Back when my boys were little, I embraced a child-led learning approach to our homeschooling. Our days were pretty fluid and I wasn’t worried about grades or formal assessments. I saw no need to quiz a 6 year old on math facts. Learning was joy and I didn’t want to mess with that.
My homeschool philosophy was molded, in part, by my own childhood.
Back when I was a little girl, I was a pretty horrible test taker. I generally missed cut-offs by a few points and was usually told I wasn’t as smart as people thought.
Somehow, though, I managed to qualify to take the SAT test as part of Johns Hopkins’ brand new study on gifted children. It was either 1980 or ’81 and I just broke the double-digit age range. If I had scored 700 on the math or verbal portion, I would have been ear-marked precocious and my life path would have taken an entirely different course.

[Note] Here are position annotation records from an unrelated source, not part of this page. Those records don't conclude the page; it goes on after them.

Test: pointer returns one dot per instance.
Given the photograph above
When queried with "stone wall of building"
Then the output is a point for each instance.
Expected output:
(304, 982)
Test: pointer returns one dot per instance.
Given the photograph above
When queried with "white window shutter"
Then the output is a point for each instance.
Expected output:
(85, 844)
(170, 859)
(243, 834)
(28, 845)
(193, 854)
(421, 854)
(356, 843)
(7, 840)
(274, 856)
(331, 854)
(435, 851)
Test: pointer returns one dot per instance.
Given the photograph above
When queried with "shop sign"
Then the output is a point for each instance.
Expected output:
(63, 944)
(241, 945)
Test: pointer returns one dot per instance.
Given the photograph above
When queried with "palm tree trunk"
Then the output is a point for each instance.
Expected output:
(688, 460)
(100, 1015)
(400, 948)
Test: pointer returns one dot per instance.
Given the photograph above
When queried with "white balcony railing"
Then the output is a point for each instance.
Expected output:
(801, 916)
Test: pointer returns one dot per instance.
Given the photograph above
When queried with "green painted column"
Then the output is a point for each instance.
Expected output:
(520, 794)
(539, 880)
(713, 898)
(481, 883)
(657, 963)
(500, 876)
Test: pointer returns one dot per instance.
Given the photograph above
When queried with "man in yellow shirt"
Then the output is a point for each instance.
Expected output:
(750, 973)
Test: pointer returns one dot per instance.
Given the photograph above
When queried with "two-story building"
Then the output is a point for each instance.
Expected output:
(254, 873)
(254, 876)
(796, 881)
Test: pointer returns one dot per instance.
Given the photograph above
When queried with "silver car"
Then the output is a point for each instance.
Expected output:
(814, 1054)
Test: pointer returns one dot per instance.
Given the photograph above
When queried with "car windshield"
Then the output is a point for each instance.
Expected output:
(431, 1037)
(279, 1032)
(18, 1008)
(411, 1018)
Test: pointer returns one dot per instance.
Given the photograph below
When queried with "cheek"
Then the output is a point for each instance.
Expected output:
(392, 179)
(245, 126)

My spectacular failure in missing the cut off by more than a couple hundred points caused great disappointment in loads of people. Feelings of shame haunted me for years. By the time I graduated high school, I came to despise tests and everything they represented.
So, when I saw this spoken-word piece, it touched me deeply.
The irony of my life, I suppose, is that my job now entails administering tests to kids. I love my work because I accept the solemn faith that parents place in me to help them better understand their children. Together – the parent, the child, and myself – we can figure out strengths, weaknesses, and what can work best to help a child thrive and grow.
Today, I appreciate the need for well formed assessments that help us understand what kids know. Grades and tests have a place in our education models, as long as they are not used to absolutely define a child.
Sulibreezy, the spoken-word artist, says it best:
“Test us with tests but the finals are not final because they never prepare us for the bigger test, which is survival.”